Roadtrip Day 5: Yemerhanna Kristos, a church in a cave with hundreds of mummies

Monday 8th January, 2018

Today we are visiting the church of Yemerhanna Kristos. It is 45 km, a one hour drive, north of Lalibela. This church is believed to be from the 11th century, and is build from stone and wood, rather than excavated. It stands inside a cave, at the top of a small valley.

As we are about to leave we realise that our car has got a flat tyre. On a roadtrip looking after your car is the first priority, so we go and hunt for a tyre place. Car mechanics are easily identifiable in Ethiopia, their premises have a nice stack of tyres in front of it next to the road. They may not look like much, but it is amazing what they can do, working out of a shipping container!

Lalibela Car Mechanic

We end up leaving at 10 and arrive at the start of the walk by late morning. It is a lovely walk along the valley to the church, following a small track alongside a creek. There are a couple of other pilgrims on the path, and the usual number of donkeys. At regular intervals local entrepreneurs have set up shop to sell bottles of water and snacks.

Those faithful donkeys

A rather ugly cinder block wall hides this amazing building from plain sight. It also makes the entire church even darker, protecting the many original paintings and features.

Yemmerhanna Kristos

A morbid aspect of this church is the large number of mummified corpses stacked on top of each other, and scattered about in back of the cave. There are hundreds of them. According to the priests these are the bodies of pilgrims.

In the semi darkness this make the place feel very eerie. Their bodies have been perfectly mummified, with feet, faces and hands clearly identifiable.

One of the hundreds of mummified bodies

We walk around silently, then get blessed by the priest which involves a sprinkling of holy water, and kissing the cross. The smell in the church is rather pungent; a mixture of blood, incense, urine and human waste.

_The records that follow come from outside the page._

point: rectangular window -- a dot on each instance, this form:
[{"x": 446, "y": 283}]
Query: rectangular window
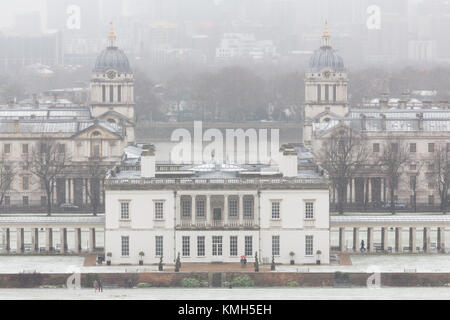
[
  {"x": 248, "y": 208},
  {"x": 159, "y": 210},
  {"x": 186, "y": 246},
  {"x": 233, "y": 246},
  {"x": 376, "y": 147},
  {"x": 248, "y": 245},
  {"x": 125, "y": 246},
  {"x": 309, "y": 245},
  {"x": 275, "y": 245},
  {"x": 186, "y": 208},
  {"x": 309, "y": 210},
  {"x": 124, "y": 210},
  {"x": 431, "y": 147},
  {"x": 275, "y": 210},
  {"x": 159, "y": 246},
  {"x": 201, "y": 246},
  {"x": 233, "y": 207},
  {"x": 25, "y": 183},
  {"x": 217, "y": 245},
  {"x": 61, "y": 148},
  {"x": 200, "y": 208}
]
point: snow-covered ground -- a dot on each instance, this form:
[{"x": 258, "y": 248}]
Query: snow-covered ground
[
  {"x": 361, "y": 263},
  {"x": 229, "y": 294}
]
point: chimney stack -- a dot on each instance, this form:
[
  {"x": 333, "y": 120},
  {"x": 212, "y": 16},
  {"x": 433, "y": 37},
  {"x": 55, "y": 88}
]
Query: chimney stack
[
  {"x": 288, "y": 161},
  {"x": 148, "y": 161}
]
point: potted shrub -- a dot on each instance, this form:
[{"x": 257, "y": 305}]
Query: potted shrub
[
  {"x": 178, "y": 263},
  {"x": 141, "y": 258},
  {"x": 160, "y": 265},
  {"x": 292, "y": 254},
  {"x": 108, "y": 260},
  {"x": 318, "y": 254}
]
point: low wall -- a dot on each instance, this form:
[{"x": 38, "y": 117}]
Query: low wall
[{"x": 266, "y": 279}]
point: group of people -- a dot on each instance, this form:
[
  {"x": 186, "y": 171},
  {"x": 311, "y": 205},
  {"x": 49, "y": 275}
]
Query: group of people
[{"x": 98, "y": 285}]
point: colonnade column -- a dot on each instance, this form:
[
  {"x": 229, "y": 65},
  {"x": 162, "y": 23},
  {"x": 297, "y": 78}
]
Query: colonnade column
[
  {"x": 241, "y": 209},
  {"x": 91, "y": 240},
  {"x": 370, "y": 246},
  {"x": 225, "y": 209},
  {"x": 35, "y": 240},
  {"x": 398, "y": 240},
  {"x": 194, "y": 209},
  {"x": 77, "y": 240},
  {"x": 412, "y": 239},
  {"x": 384, "y": 239},
  {"x": 63, "y": 240},
  {"x": 208, "y": 209},
  {"x": 341, "y": 239},
  {"x": 426, "y": 240},
  {"x": 49, "y": 239},
  {"x": 6, "y": 240},
  {"x": 356, "y": 247},
  {"x": 441, "y": 240},
  {"x": 20, "y": 240}
]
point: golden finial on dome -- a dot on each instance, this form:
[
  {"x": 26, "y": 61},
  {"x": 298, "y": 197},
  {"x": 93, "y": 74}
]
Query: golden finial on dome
[
  {"x": 325, "y": 33},
  {"x": 112, "y": 33}
]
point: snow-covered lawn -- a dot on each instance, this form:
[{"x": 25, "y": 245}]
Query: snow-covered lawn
[{"x": 229, "y": 294}]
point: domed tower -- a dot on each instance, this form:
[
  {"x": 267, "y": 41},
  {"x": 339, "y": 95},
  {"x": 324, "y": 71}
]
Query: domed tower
[
  {"x": 112, "y": 88},
  {"x": 326, "y": 86}
]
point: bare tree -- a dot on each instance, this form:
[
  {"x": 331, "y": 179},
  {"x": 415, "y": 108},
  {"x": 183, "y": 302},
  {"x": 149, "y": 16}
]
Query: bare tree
[
  {"x": 48, "y": 160},
  {"x": 6, "y": 177},
  {"x": 342, "y": 155},
  {"x": 441, "y": 174},
  {"x": 97, "y": 174},
  {"x": 392, "y": 159}
]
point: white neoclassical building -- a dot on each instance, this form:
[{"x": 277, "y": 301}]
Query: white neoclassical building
[{"x": 216, "y": 212}]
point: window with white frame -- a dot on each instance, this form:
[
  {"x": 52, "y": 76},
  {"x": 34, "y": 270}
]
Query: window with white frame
[
  {"x": 186, "y": 208},
  {"x": 125, "y": 210},
  {"x": 248, "y": 208},
  {"x": 186, "y": 246},
  {"x": 309, "y": 210},
  {"x": 201, "y": 246},
  {"x": 248, "y": 246},
  {"x": 233, "y": 246},
  {"x": 233, "y": 208},
  {"x": 275, "y": 209},
  {"x": 159, "y": 246},
  {"x": 217, "y": 245},
  {"x": 309, "y": 245},
  {"x": 275, "y": 245},
  {"x": 200, "y": 208},
  {"x": 125, "y": 246},
  {"x": 159, "y": 210}
]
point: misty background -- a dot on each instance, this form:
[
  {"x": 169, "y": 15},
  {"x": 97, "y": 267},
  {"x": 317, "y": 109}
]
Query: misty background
[{"x": 224, "y": 59}]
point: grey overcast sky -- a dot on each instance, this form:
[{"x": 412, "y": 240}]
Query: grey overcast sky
[{"x": 9, "y": 8}]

We return to Lalibela and have lunch and coffee at Shambel, our guide’s home, and we meet his family.

A nice young lady comes with a bowl of water, soap and a towel. Mike, with his grey hair, is considered the oldest person there and has his hands washed first. The rest of us follow.

The food is excellent. We are presented with a traditional injera platter with a range of foods and of course Ethiopian coffee. The children are watching us curiously from a distance, slowly coming closer as we eat as honoured guests.

Ready for our coffee, rushes, straw and flowers on the ground

We return to the hotel and spend the rest of the afternoon reading, relaxing, and doing some laundry. The power goes out at 8:30 pm, but luckily the generator of the hotel kicks in. So it may be noisy, but at least we have light and working showers!

Travel Details and Tips:

Accomodation: Panoramic View Hotel in Lalibela

Tip 1: We always take a plug, some hand wash and a clothesline with us when travel. We normally only pack clothes for seven days, so by regular washing we keep on top of it.

Tip 2: Make sure you spent time relaxing, don’t over-plan your trip with activities. It is fine to miss out on some of the sights, if that gives you time to really soak up the atmosphere by just sitting somewhere under a tree or on a terrace! Create those special memories of drinking beer and eating pizza!